BlueSky Storage Design

At a basic level we use a fairly standard filesystem design: the
filesystem consists of a collection of inodes which in turn point to
data blocks.

There are three different levels at which data can be stored/committed:
  1. In memory within the BlueSky proxy
  2. Written to local disk at the proxy
  3. Committed to cloud storage

Updates can be made at level 1 with very low overhead, and the hope is
that consecutive updates are batched together at this point.  Data is
flushed from 1 to 2 by writing out updated data blocks and serializing
new versions of inodes.  In a log-structured design, data is commited
from level 2 to 3 by grouping together dependent items into log segments
and flushing those log segments to the cloud.  Some data might be
garbage-collected if it becomes dead before it is flushed to level 3.
Encryption is likely only implemented at level 3 (or possibly at level
2).

Level 1 is primarily an implementation detail of the BlueSky library and
need not preseve any inter-version compatibility.

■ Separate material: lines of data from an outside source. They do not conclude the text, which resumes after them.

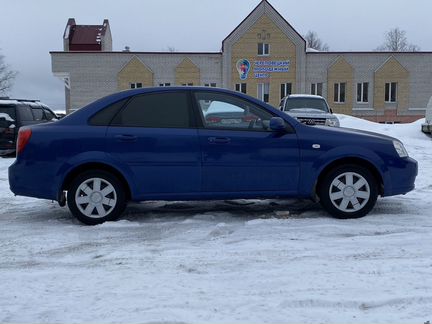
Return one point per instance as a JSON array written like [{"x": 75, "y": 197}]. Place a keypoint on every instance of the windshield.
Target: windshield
[
  {"x": 313, "y": 103},
  {"x": 7, "y": 112}
]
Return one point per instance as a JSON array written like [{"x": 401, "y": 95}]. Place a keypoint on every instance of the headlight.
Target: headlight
[
  {"x": 400, "y": 149},
  {"x": 334, "y": 122}
]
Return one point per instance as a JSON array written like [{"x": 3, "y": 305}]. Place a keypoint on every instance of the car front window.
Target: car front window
[
  {"x": 311, "y": 103},
  {"x": 228, "y": 112}
]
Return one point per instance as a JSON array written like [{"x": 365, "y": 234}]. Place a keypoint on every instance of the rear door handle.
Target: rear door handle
[
  {"x": 126, "y": 138},
  {"x": 219, "y": 140}
]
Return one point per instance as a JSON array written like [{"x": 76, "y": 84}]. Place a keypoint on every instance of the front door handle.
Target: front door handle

For level 2 we have a collection of objects with edges between them
representing two types of dependencies: data dependencies (as between an
inode and the data blocks it references), and ordering dependencies (for
example, a directory should not be committed until any new inodes it
references are also committed, though there is not a data dependency
since the directory only references the inode number not the inode
itself).  Data blocks are unversioned (if we change the data in a file,
we write a new data block and point the inode at the new block name).
Inodes are versioned (since we can update an inode, but references to it
in directory entries are not updated) and we need a mechanism to keep
track of the most recent version of an inode--an inode map.  Another way
of looking at this is that data block pointers can be dereferenced
directly, but dereferencing an inode number requires a layer of
indirection (the inode map).

Should objects have back references to track where pointers to them
exist?  One simple implementation would be to track which inode each
data block belongs to, though this doesn't work well with snapshots or
deduplication.

Level 3 consists of objects from level 2, aggregated together into log
segments.  There are a few complications:
  - At level 3 we add in encryption, but:
  - We want to be able to fetch individual objects using range requests,
    so the encryption needs to be either per-object or allow decryption
    to start from mid-file.
  - Log cleaning ought to be able to run in the cloud, without the
    encryption key, so some data such as inter-object references must be
    outside the encryption wrapper.

A possible level-3 object format:
  UNPROTECTED
    List of referenced objects and locations
  AUTHENTICATED
    Object identifier (does not change even if segment is repacked)
    Object identifiers for referenced objects?
  ENCRYPTED
    Data payload
      (references are given as an index into the list in the unprotected
      section, so a cleaner can rearrange objects without decrypting)


Object Types/Formats
  SUPERBLOCK
    Either stored separately from log segments at a well-known location,
    or have log-segments named in a well-known fashion and place
    superblock at a known location in the log segments.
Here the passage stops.